In one study, rats affected by endometriosis were given adalimumab and the results were analyzed with respect to changes in histological and biochemical characteristics. Macroscopic and histological evaluations revealed a decrease in endometrium tissue. When evaluating biochemical markers, it was found that adalimumab treatment caused the concentration of fibrillin-1, a fibrosis indicator, to drop. Adalimumab is believed to have reduced endometriosis by suppressing TNF-α and other inflammatory factors because they are cytokines involved in the etiology of endometriosis[10].
This trial demonstrated the anti-inflammatory effects of adalimumab on histological alterations of endometriosis and a decrease in fibrosis in rats. Since most of the data come from animal studies, there is a major knowledge gap in this area and more studies are needed.
The evaluation of the impact of infliximab on pain reduction in women with profound endometriosis produced some interesting results. TNF-α medication was expected to considerably decrease pain in endometriosis patients, since inflammation is related to the pathophysiology of the condition. According to the findings of a study, only 30% of individuals who received infliximab experienced pain relief[31]. This finding was comparable to the results in the placebo group. No discernible reduction in endometriosis was observed with infliximab administration when evaluating the degree of endometriosis at the time of surgery[31]. It is likely that treatment was ineffective because the etiologies of superficial and deep endometriosis pain are different[28,31,32].
Upon examination of other anti-TNF-α drugs, the authors found that the administration of an anti-TNF-α monoclonal antibody (C5N) had positive therapeutic effects in reducing endometriosis in baboons. The findings of one study demonstrated that, compared to the control group, anti-TNF-α C5N reduces both the extent of the damage and the area affected by endometriosis. The menstrual cycle had not been disrupted when the baboons received therapy. Therefore, these trials can serve as a crucial starting point in the search for an effective method of treating human endometriosis[33].

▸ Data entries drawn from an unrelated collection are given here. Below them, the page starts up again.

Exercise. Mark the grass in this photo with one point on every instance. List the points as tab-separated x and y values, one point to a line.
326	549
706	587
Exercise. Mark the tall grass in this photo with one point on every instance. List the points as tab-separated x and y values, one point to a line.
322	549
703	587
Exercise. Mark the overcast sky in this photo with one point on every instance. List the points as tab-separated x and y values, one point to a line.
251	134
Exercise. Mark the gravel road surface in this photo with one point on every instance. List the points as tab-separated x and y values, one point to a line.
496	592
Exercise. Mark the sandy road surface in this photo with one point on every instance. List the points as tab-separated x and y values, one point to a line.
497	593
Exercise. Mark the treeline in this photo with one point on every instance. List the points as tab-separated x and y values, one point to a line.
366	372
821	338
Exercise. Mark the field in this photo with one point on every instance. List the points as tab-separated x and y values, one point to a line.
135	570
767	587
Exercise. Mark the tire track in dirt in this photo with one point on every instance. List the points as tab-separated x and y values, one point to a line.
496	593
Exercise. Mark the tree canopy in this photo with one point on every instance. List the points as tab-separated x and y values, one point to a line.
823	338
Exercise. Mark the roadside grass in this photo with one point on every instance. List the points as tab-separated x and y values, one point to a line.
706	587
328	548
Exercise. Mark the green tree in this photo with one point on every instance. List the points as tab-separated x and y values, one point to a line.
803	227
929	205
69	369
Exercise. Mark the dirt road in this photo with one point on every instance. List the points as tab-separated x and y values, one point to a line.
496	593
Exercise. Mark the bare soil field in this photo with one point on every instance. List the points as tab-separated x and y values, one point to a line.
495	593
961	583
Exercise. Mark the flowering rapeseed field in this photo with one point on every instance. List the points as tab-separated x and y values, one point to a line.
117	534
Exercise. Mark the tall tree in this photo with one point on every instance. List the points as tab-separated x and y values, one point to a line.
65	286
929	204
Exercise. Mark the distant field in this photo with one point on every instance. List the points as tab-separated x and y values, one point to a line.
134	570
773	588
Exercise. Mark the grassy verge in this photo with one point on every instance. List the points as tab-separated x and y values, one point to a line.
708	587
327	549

It is difficult for clinicians to make the correct diagnosis and select the best course of treatment for women with IBD and gynecological diseases. It is crucial to perform a more detailed examination and to take a more holistic approach with patients who have both conditions, because their symptoms may overlap or do not signify the progression of these diseases. Furthermore, new research indicates that biological therapy may be used more widely than previously thought, and additional research is required to determine the safety and efficacy of its application for humans.